# Estação Meteorológica do Geofísico Lisboa (IM)



## Daniel Vilão (3 Jan 2009 às 14:59)

Faz já um tempo que eu, o André, o Mário e o Gil nos encontrámos e fomos ao Jardim Botânico da Universidade de Lisboa, conhecer a estação do Geofísico, mas só agora - depois de vários esquecimentos - me lembrei de a apresentar aqui.

Conhecemos a estação por acaso, pois nem estávamos à espera de a encontrar, tínhamos ido ao Jardim Botânico à procura de «_marcas do Outono_». 
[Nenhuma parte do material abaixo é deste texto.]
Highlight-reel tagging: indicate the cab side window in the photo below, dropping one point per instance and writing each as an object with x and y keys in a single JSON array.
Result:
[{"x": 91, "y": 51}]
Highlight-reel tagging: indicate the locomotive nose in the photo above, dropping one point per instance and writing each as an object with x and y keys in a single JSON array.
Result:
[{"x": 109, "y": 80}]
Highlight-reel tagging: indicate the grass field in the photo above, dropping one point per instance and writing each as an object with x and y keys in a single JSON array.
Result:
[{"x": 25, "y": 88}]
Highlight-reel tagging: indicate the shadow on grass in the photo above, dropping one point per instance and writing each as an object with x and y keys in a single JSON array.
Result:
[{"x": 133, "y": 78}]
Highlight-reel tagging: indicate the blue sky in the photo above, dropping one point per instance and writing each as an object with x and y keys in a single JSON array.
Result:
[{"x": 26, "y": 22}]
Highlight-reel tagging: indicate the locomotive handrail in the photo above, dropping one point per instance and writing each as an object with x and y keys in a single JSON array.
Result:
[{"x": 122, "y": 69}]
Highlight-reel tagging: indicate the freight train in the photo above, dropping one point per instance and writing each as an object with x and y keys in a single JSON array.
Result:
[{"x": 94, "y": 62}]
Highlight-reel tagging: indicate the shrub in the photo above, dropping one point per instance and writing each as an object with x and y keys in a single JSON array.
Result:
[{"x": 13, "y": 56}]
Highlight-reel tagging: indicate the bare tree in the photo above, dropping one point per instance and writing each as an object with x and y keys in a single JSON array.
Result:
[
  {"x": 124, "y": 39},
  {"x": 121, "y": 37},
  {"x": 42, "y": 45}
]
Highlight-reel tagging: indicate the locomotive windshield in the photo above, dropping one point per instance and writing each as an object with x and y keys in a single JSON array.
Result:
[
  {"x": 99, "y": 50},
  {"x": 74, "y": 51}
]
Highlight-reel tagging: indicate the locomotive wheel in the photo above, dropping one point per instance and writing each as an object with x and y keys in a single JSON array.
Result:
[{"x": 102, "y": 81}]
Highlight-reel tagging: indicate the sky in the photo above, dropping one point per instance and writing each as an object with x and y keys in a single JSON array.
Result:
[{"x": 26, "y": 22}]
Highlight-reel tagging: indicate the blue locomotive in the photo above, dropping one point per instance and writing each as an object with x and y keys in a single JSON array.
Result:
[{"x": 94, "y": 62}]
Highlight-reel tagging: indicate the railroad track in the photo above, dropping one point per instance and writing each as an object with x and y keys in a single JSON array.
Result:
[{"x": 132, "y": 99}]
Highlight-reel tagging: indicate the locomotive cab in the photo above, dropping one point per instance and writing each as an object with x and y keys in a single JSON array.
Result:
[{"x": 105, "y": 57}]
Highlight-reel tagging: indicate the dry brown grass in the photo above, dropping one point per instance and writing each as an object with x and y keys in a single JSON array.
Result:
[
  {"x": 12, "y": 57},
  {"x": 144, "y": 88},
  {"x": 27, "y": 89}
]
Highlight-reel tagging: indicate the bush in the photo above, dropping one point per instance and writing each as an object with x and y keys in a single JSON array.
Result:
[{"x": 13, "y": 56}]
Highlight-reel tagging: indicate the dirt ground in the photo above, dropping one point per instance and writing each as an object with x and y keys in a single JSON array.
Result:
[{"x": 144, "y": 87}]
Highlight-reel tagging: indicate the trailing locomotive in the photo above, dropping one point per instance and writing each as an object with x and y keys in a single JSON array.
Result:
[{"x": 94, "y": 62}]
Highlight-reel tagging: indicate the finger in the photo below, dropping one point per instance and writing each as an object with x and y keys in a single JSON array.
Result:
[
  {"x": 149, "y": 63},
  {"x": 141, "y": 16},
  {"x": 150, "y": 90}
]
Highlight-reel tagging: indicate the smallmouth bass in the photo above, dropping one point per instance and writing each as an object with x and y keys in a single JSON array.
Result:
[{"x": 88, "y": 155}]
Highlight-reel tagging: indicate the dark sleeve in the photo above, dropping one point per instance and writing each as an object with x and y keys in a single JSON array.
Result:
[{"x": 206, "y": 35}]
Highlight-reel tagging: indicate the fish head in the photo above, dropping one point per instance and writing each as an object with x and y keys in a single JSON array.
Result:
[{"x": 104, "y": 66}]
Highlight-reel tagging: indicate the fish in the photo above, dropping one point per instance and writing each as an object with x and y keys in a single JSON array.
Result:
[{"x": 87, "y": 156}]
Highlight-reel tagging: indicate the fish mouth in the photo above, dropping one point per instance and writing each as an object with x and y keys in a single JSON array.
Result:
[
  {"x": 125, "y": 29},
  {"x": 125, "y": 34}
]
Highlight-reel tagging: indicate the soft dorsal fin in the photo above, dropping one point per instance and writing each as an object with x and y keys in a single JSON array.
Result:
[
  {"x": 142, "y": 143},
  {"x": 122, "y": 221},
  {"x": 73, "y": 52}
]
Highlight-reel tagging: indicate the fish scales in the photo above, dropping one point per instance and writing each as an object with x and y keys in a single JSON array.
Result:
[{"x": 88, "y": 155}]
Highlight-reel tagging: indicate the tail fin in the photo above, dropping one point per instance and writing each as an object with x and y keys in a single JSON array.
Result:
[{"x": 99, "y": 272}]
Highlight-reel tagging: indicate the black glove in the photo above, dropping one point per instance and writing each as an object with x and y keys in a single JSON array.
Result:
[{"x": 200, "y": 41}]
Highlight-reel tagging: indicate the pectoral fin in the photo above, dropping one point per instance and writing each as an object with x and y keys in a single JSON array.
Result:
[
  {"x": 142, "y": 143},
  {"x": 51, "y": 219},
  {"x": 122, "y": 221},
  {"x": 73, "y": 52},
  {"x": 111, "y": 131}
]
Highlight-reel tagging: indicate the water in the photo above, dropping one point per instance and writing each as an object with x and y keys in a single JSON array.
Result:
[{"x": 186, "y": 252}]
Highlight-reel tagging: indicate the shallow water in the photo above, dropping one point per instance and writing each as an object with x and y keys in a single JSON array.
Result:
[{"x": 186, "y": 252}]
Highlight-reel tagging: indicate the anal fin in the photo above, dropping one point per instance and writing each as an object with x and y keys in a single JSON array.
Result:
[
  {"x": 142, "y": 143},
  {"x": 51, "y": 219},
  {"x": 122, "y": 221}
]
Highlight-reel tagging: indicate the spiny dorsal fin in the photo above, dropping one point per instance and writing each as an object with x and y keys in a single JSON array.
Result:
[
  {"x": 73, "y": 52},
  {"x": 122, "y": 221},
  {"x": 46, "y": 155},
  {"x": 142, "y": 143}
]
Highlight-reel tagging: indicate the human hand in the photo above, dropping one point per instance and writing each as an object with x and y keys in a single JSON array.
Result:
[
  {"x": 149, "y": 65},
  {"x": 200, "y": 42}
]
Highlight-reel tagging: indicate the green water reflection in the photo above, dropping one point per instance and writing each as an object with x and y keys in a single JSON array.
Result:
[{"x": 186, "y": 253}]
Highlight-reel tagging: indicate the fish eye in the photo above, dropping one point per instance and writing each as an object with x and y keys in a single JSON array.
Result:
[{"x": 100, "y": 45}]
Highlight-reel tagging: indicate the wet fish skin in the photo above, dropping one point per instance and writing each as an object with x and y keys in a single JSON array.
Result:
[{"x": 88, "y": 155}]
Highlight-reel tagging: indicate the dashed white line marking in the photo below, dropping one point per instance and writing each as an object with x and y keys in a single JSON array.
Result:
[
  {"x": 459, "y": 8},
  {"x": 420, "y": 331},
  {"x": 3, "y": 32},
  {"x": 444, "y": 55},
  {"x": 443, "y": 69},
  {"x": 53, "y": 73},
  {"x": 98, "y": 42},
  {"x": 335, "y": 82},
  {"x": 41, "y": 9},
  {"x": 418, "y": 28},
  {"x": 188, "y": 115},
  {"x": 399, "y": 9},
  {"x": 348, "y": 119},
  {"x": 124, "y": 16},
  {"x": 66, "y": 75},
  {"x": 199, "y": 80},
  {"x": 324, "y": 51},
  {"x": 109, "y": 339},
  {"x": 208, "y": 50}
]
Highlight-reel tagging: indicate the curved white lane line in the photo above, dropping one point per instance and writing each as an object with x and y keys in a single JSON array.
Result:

Como já se estava à espera, resolvemos proceder à _fiscalização_ da estação, estando lá mais de uma hora, com um termómetro portátil a verificar os dados da temperatura por ele conferidos para depois comparar com a estação oficial, que estava mesmo à nossa frente.

Às 16h, depois da média dos últimos 10 minutos (desde as 15:50h até às 16:00h) da hora, procedemos ao registo da temperatura no local (correspondente às 16h).

Assim, de acordo com os procedimentos oficiais, com a média dos últimos dez minutos da hora - que entram para a hora que começa logo a seguir - registámos uma média de *16,4 ºC* às 16h.

Já em casa, fui consultar os registos da estação oficial do Geofísico, que tinham sido de *16,9 ºC* à mesma hora, como se pode ver no gráfico seguinte, do dia 15 de Novembro de 2008:












Algumas fotografias do local onde a estação está instalada, por sinal bem arejado, mas com muitas árvores; não consegui encontrar o anemómetro a 10 metros de altura nem o piranómetro, que estão noutro local onde, de certeza, não haverá árvores a servir de obstáculo:


----------



## vitamos (3 Jan 2009 às 15:25)

Mais um interessante trabalho de terreno 

Á primeira vista e usando como comparação outras estações já fotografadas em diversos locais do país, parece-me que esta se encontra pelo menos num estado de conservação bom, o que me parece factor de certa forma importante também para a fiabilidade dos dados! Certamente que vocês no local observaram isso melhor claro


----------



## AnDré (4 Jan 2009 às 01:26)

vitamos disse:


> Á primeira vista e usando como comparação outras estações já fotografadas em diversos locais do país, parece-me que esta se encontra pelo menos num estado de conservação bom, o que me parece factor de certa forma importante também para a fiabilidade dos dados! Certamente que vocês no local observaram isso melhor claro



Eu sinceramente, ainda gostava de perceber até que ponto todas aquelas árvores influenciam, ou não, os valores da estação.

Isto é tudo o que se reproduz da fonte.